19.4.1.2 Truth-Telling: A Bidirectional Process
Although the concept of truth-telling has evolved over the last several decades, it is a self-evident statement that patients deserve to be told the truth. Deception, however, often occurs in clinical settings, although the vast majority of deceptive acts are not self-serving (Everett et al. 2011; Yu and Bernstein 2011). For example, a substantial proportion of medical residents were found to be willing to deceive insurance companies for additional patient benefits (Everett et al. 2011). Germane to the current discussion, it has been previously found that surgeons do not often voluntarily inform patients about the involvement of residents in their operation (Knifed et al. 2008b).

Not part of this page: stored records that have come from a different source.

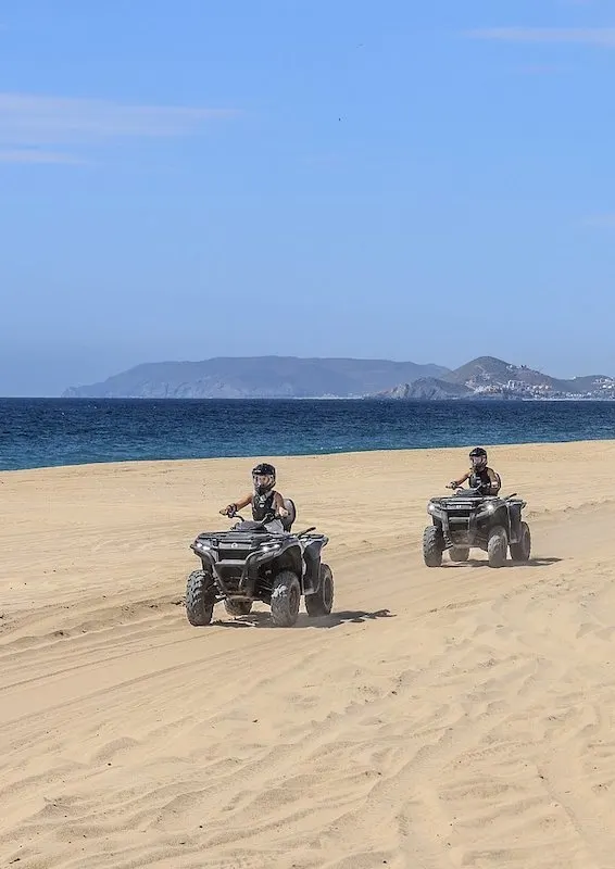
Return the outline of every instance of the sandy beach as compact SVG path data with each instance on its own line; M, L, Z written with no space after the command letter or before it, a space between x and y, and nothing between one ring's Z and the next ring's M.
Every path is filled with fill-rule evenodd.
M287 630L185 617L252 459L0 474L0 866L612 867L615 442L490 449L532 561L429 570L466 455L274 458L336 580Z

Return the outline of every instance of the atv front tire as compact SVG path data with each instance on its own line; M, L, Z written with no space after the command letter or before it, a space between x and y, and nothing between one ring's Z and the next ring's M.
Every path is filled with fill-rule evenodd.
M274 579L272 621L276 628L292 628L299 616L301 585L292 570L281 570Z
M212 620L215 583L205 570L192 570L186 582L186 616L190 625L202 628Z
M449 550L449 558L451 562L455 562L456 564L461 564L461 562L467 562L469 558L469 547L453 546L451 550Z
M423 532L423 559L427 567L441 567L444 541L435 525L428 525Z
M500 525L492 528L487 542L489 567L503 567L506 564L507 549L509 539L506 537L506 531Z
M234 618L248 616L252 610L252 601L225 601L224 608Z
M531 553L531 533L529 525L522 522L522 534L518 543L511 543L511 557L513 562L529 562Z
M321 565L321 584L315 594L305 595L305 609L309 616L328 616L334 608L334 575L328 564Z

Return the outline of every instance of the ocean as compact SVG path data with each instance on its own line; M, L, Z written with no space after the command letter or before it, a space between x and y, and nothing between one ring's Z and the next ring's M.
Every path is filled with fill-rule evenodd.
M608 402L0 399L0 469L615 438Z

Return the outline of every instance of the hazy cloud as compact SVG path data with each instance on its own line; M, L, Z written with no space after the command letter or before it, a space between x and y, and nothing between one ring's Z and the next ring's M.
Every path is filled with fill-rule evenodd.
M229 110L121 103L0 92L0 160L75 163L54 148L100 144L126 138L187 136ZM49 149L40 150L35 149Z
M0 163L55 163L64 165L83 165L87 161L74 154L62 154L58 151L39 151L36 149L2 150L0 148Z
M615 27L487 27L467 30L470 39L501 42L555 42L615 48Z

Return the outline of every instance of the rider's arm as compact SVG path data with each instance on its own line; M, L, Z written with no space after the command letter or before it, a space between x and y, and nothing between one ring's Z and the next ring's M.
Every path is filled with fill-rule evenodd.
M251 501L252 501L252 493L246 495L246 498L239 499L239 501L236 501L234 504L229 504L227 507L224 507L223 509L221 509L221 514L223 516L233 516L237 513L237 511L247 507Z
M489 480L491 481L491 494L497 495L500 489L502 488L502 480L500 479L500 475L495 474L493 468L487 468L487 474L489 475Z
M274 507L278 516L288 516L288 511L284 506L284 498L280 495L279 492L274 494Z

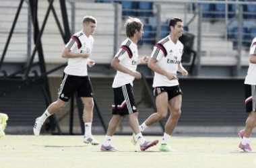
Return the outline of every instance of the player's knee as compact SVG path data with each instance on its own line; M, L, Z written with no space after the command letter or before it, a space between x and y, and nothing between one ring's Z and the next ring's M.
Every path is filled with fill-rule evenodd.
M94 102L93 101L88 101L86 102L85 106L86 108L93 108L94 106Z
M167 116L167 113L158 113L158 120L161 120L162 119L166 118Z
M172 116L172 119L178 120L180 118L181 114L181 110L179 110L177 111L172 112L171 116Z
M55 104L59 107L59 109L64 108L67 105L67 102L64 101L57 101Z

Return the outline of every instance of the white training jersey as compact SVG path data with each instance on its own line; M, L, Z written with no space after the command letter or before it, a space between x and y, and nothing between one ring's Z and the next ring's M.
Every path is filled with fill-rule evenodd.
M81 30L75 34L66 44L71 52L75 53L88 52L91 53L94 44L94 38L92 36L88 37ZM69 58L67 66L64 69L66 74L75 76L87 76L87 62L88 58Z
M174 44L170 36L168 36L156 43L150 57L158 60L156 64L161 69L166 72L177 74L178 65L181 61L183 54L183 44L179 40ZM178 80L169 80L164 75L154 73L153 87L171 87L178 85Z
M256 56L256 38L253 38L251 44L250 55ZM256 64L249 62L247 75L245 77L245 84L256 85Z
M115 57L120 60L119 63L123 67L132 71L136 71L139 58L138 50L137 45L129 38L122 42ZM133 86L134 79L134 77L129 74L117 71L112 87L117 88L128 83L130 83Z

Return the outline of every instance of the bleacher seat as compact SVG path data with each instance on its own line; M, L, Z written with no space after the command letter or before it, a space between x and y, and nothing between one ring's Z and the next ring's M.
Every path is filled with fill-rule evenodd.
M218 0L223 1L224 0ZM215 5L214 17L216 18L225 17L226 5L224 3L216 3Z
M243 28L242 30L242 45L243 46L248 46L247 37L249 30L247 28ZM233 46L236 47L238 45L238 28L235 27L233 29Z
M249 33L248 38L253 40L253 39L256 37L256 27L251 28L249 30Z
M170 28L168 25L161 25L160 38L164 38L170 34Z
M137 3L134 1L122 1L122 15L129 16L135 16L137 13L135 9L137 9Z
M156 31L156 27L158 24L158 20L156 17L149 17L148 19L148 24L152 27L152 31Z
M137 5L139 16L150 17L153 16L153 3L152 2L139 2Z
M255 2L255 0L247 0L247 2ZM256 5L245 5L245 17L247 19L256 18Z
M143 27L144 34L142 36L141 43L154 44L155 43L155 36L152 32L152 27L150 25L144 25Z
M200 6L202 8L203 17L213 17L215 4L200 3Z

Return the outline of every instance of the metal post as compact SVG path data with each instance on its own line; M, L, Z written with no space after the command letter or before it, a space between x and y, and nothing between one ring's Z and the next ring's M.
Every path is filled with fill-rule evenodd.
M121 32L119 30L119 3L113 3L115 7L115 28L114 28L114 52L117 52L119 47L119 34Z
M1 67L3 65L3 59L5 58L6 52L7 52L8 46L9 46L9 42L10 42L11 38L11 36L12 36L12 34L13 33L13 31L14 31L15 26L16 25L18 18L18 17L20 15L20 10L22 9L22 4L23 4L24 1L24 0L21 0L20 1L19 7L18 7L18 10L17 10L16 15L15 16L13 24L11 26L11 30L10 30L10 32L9 33L7 41L6 42L5 48L3 48L3 54L2 54L2 57L1 58L1 60L0 60L0 71L1 71Z
M228 40L228 0L226 0L226 3L225 3L225 40Z
M234 76L238 77L241 70L241 54L243 47L243 6L238 7L238 39L237 41L236 66Z
M160 4L156 4L156 8L157 11L157 26L156 26L156 42L160 40L160 35L161 35L161 13L162 13L162 10L161 10L161 5Z
M196 61L196 69L195 75L197 75L201 69L201 22L202 22L202 7L198 4L198 21L197 21L197 58Z
M27 44L27 61L26 61L26 66L27 67L28 65L28 61L30 60L30 57L31 55L31 46L32 46L32 17L31 17L31 12L30 12L30 5L28 4L28 37L27 37L27 40L28 40L28 44Z
M71 33L75 34L75 3L74 2L70 2L71 6Z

Truth-telling is a bidirectional process aimed at empowering patients to navigate their illness. The evolution of truth-telling is perhaps most apparent in the field of neuro-oncology. Whereas in 1961, most physicians did not reveal a cancer diagnosis to patients (Oken 1961); by 1979, only 2 % reported that they would withhold such information (Novack et al. 1979). Patients are also increasingly empowered to play an active role in directing their medical treatment. The globalization of information and greater awareness of the organization and hierarchical structure of hospital-based medicine, via the internet, or even medical dramas on television, have provided patients with greater insight into the involvement of trainees in routine care. Greater dissemination of information has also empowered patients to critically appraise all aspects of their care, including the involvement of trainees.

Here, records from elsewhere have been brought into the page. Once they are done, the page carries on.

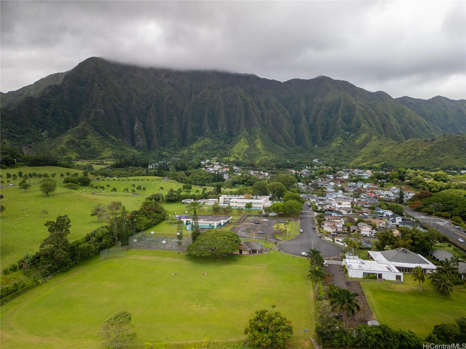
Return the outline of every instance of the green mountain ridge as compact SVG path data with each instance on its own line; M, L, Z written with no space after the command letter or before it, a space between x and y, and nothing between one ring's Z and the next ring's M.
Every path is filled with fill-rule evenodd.
M2 101L2 139L35 144L38 151L53 143L59 155L82 157L85 147L70 139L83 127L69 130L85 122L88 141L96 137L96 144L103 144L103 137L108 145L119 140L119 151L124 148L118 148L121 144L186 156L217 151L254 163L319 153L338 159L342 156L332 153L338 152L347 162L360 158L366 163L367 154L377 157L374 151L357 154L368 144L374 148L374 137L384 148L466 132L464 100L393 99L325 76L281 82L251 74L143 68L96 57L59 74L64 75L50 78L46 87L36 83L21 97L16 93ZM2 99L12 93L2 94ZM44 131L49 139L42 144ZM89 154L98 152L93 149Z

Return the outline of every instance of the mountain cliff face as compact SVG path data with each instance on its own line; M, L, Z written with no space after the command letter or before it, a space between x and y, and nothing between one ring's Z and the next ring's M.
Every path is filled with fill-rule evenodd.
M206 138L233 149L246 139L258 149L258 140L262 147L302 153L361 135L368 136L362 147L373 136L400 141L466 132L464 100L395 99L325 76L281 82L95 57L60 74L23 98L2 94L9 101L2 103L2 138L31 144L45 131L54 138L85 122L141 150L180 150Z

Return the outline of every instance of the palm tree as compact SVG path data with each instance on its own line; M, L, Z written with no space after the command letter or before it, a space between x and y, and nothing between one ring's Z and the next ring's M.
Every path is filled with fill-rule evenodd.
M361 309L356 298L358 295L358 294L346 289L337 289L335 290L334 297L330 301L332 310L337 309L339 314L343 311L346 312L347 329L350 316L354 315L356 311Z
M23 255L23 258L20 260L20 263L22 264L22 268L27 269L32 264L32 255L26 252Z
M350 238L349 236L347 236L342 241L342 242L346 244L346 252L348 253L350 253L350 244L352 241L353 240Z
M450 258L452 262L456 266L456 268L458 267L460 263L464 263L465 260L461 259L461 257L457 255L453 255Z
M309 248L308 251L308 259L310 260L312 265L321 264L323 262L323 257L320 251L316 248Z
M313 265L309 269L309 275L308 277L314 283L314 292L315 292L315 298L317 297L317 289L318 289L319 282L325 277L325 272L323 268L319 265Z
M437 270L440 274L443 274L448 277L456 275L458 272L458 268L455 267L452 260L445 258L443 261L440 261L440 265L438 266Z
M427 276L426 274L422 271L422 267L418 265L412 269L411 277L414 280L414 281L419 282L419 292L421 291L421 283L425 281L425 277Z
M441 274L439 277L432 279L434 287L441 295L449 295L453 291L453 283L445 274Z

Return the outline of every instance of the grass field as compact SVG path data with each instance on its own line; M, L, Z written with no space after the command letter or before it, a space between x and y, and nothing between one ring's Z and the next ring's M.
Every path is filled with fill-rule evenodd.
M272 304L298 341L315 320L307 267L273 251L208 259L130 249L124 258L94 258L2 306L2 348L101 348L99 326L121 309L132 315L133 348L241 340L254 311Z
M423 338L434 325L466 316L466 289L463 286L456 287L449 296L440 295L426 280L419 292L418 282L406 274L403 284L363 282L361 284L377 321L395 329L411 330Z
M80 175L82 171L52 166L41 167L18 167L2 170L4 181L6 181L5 174L8 172L11 174L17 174L21 171L23 173L36 172L48 173L51 174L56 173L65 174L69 172L71 174L77 172ZM0 245L0 269L3 269L13 262L19 259L25 252L34 253L39 245L48 235L44 223L47 221L55 220L57 215L67 215L71 221L71 233L68 236L70 241L82 237L94 229L104 224L98 223L96 217L91 217L90 211L97 204L105 206L112 201L121 201L125 206L127 211L138 209L144 198L151 194L162 193L164 195L168 192L170 188L175 190L182 187L183 184L171 181L158 180L158 177L130 177L127 180L116 178L105 178L100 181L93 179L92 184L94 185L109 184L111 187L117 188L118 192L123 192L123 188L128 187L130 189L131 185L141 185L145 187L146 190L141 192L137 196L132 196L130 193L127 196L113 195L112 193L106 195L92 195L91 190L87 187L80 186L80 191L69 192L62 183L62 180L56 177L57 191L53 193L52 196L45 196L41 193L38 183L38 179L35 179L35 184L33 185L34 180L31 180L32 188L25 192L18 186L19 181L15 181L15 185L1 189L4 199L2 204L7 208L6 211L1 214L1 230L0 232L1 244ZM114 181L113 180L115 180ZM164 188L161 190L160 187ZM202 190L202 188L193 186L192 192L196 190ZM82 190L85 190L85 192ZM106 188L106 190L107 190ZM163 203L165 209L170 214L173 215L175 212L184 213L186 205L179 203ZM48 213L41 213L45 209ZM192 212L189 212L190 214ZM241 214L233 210L232 214L233 218L238 218ZM165 230L170 225L166 224L165 221L159 224L161 232ZM170 228L173 227L170 227ZM158 230L158 228L151 228ZM170 231L174 232L171 229Z

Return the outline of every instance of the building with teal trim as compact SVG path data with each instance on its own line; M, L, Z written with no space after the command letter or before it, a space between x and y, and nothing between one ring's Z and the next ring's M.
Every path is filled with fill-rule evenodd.
M231 219L231 216L198 215L199 228L205 229L217 229L224 227ZM180 219L183 221L183 225L186 227L187 230L190 230L192 222L192 215L190 215Z

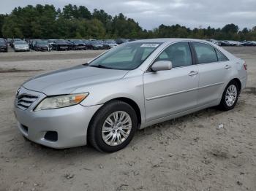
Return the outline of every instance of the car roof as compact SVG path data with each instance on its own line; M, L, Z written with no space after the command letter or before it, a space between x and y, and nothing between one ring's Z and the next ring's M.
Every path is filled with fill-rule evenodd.
M156 43L165 43L165 42L175 42L181 41L195 41L195 42L206 42L206 40L195 39L182 39L182 38L163 38L163 39L148 39L143 40L137 40L136 42L156 42Z

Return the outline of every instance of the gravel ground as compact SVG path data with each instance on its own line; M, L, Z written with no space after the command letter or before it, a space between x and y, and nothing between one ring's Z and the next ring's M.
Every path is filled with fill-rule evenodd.
M28 78L102 51L0 53L0 190L256 190L256 47L227 50L249 66L233 110L207 109L138 130L112 154L26 141L12 110Z

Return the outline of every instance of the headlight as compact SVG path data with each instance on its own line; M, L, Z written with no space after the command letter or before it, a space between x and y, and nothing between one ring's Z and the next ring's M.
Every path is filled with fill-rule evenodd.
M34 109L34 111L37 112L45 109L74 106L80 104L88 96L88 95L89 95L89 93L84 93L47 97L38 104L38 106Z

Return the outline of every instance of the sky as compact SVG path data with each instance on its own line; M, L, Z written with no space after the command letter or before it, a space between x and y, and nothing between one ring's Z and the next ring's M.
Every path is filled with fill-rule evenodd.
M69 3L86 6L91 12L102 9L113 16L121 12L148 30L161 24L192 28L222 28L228 23L238 25L240 29L256 26L256 0L0 0L0 13L37 4L62 9Z

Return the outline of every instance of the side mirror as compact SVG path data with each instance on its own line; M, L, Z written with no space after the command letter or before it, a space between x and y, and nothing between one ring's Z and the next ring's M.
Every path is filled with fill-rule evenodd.
M170 70L173 67L173 63L171 61L160 61L155 62L152 66L151 69L154 71L162 71L162 70Z

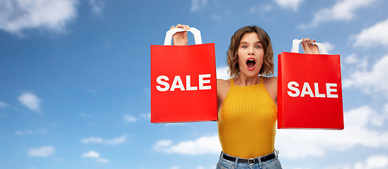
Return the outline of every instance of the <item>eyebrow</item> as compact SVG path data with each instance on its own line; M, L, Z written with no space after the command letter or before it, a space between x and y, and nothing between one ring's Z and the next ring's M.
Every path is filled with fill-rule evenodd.
M240 42L240 44L248 44L248 42ZM258 41L258 42L255 42L254 44L263 44L263 43L261 43L261 42L260 42L260 41Z

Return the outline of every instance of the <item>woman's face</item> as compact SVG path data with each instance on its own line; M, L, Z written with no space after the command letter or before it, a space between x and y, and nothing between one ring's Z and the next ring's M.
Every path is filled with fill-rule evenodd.
M240 75L258 76L263 65L264 49L256 32L246 33L240 42L239 49Z

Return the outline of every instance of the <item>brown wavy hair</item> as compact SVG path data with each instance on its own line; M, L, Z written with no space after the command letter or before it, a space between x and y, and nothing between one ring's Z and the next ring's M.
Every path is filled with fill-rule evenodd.
M229 65L229 73L230 77L234 78L239 76L240 69L239 65L239 46L240 42L246 33L255 32L258 35L258 39L263 44L264 49L264 61L260 69L259 74L264 76L273 75L273 51L270 39L267 32L263 29L256 26L246 26L234 32L234 35L230 38L230 45L229 51L227 52L227 65Z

The question remains to what extent disclosure of trainees’ roles to patients is important, as it has been previously deemed inconsequential by treating physicians. A qualitative study of patients undergoing brain tumor surgery demonstrated that patients generally prefer to know exactly what the physician knows, even if it may be seemingly inconsequential to their care (Yu and Bernstein 2011). As a component of truth-telling, it should be explained to patients that trainees play an important role in their surgical and postsurgical care. Their involvement throughout the patient’s illness should be emphasized to facilitate the strengthening of the therapeutic resident-patient relationship. This is particularly relevant as it has been previously shown that patients consider direct communication with the surgeon postoperatively as very important (Rozmovits et al. 2010) and patients are likely to frequently encounter trainees in their postoperative care.

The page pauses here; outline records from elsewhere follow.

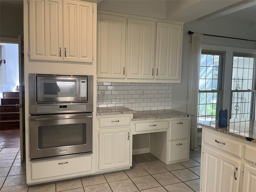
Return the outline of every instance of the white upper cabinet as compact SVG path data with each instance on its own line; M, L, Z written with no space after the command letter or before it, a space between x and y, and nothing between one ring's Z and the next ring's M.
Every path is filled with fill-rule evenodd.
M127 78L154 78L156 22L128 19Z
M30 1L29 3L30 59L61 61L63 45L62 2Z
M97 15L98 77L125 78L125 17Z
M98 80L180 82L182 23L104 11L97 20Z
M29 2L31 60L92 62L93 4Z
M92 62L92 4L63 2L64 60Z
M182 32L180 25L157 22L156 79L180 79Z

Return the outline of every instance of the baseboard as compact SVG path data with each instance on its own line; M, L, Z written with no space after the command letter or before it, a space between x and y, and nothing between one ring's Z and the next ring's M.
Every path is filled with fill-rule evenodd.
M143 153L149 153L149 147L146 148L140 148L139 149L134 149L132 150L133 155L138 155Z

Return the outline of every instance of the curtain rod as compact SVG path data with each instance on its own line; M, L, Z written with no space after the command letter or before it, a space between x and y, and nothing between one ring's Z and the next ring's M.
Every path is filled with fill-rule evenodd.
M193 34L194 33L194 32L192 32L191 31L189 31L188 33L190 36L191 34ZM249 39L240 39L239 38L235 38L234 37L224 37L224 36L219 36L218 35L208 35L208 34L203 34L204 35L207 35L208 36L212 36L214 37L223 37L224 38L229 38L230 39L238 39L239 40L244 40L246 41L254 41L254 42L256 42L256 40L250 40Z

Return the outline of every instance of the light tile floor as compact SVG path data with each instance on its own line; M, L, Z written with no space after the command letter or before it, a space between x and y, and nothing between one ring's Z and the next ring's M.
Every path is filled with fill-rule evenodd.
M200 153L190 150L189 161L168 165L149 153L135 155L130 170L28 186L19 148L0 149L0 191L197 192Z

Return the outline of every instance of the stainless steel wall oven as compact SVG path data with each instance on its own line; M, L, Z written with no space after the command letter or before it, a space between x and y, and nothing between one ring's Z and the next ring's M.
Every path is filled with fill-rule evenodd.
M93 77L29 76L32 161L92 153Z

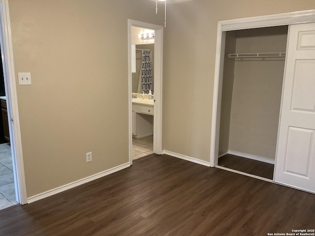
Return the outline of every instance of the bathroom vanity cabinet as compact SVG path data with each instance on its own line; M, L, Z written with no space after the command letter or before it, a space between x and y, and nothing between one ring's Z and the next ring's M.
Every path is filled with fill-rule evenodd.
M153 105L132 102L132 136L143 138L153 134Z

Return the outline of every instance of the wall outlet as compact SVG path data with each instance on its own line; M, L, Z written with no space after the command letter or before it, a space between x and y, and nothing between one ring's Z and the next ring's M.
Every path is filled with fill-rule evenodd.
M31 78L31 73L30 72L19 72L18 73L19 78L19 85L32 85L32 80Z
M92 152L88 152L87 153L87 162L91 162L92 161Z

19.4.1.3 Safety: An Uncompromising Necessity
One uncompromising feature of health-care systems is to deliver the highest quality care. Certainly, the foremost concern for patients is their underlying diagnosis and its safe treatment. Conflicts may arise between patients and trainees if the former view the latter as a threat to their safety. Patients who hold such views are, however, a small minority. Studies have consistently shown that patients generally view the care provided by trainees favorably (Resnick et al. 2008; Stewart et al. 2011). In fact, patients often perceive trainees as reliable sources of information and have problematic relationships with residents if they are perceived as inaccessible or lacking communication skills (Boutin-Foster and Charlson 2001; Ruiz-Moral et al. 2006).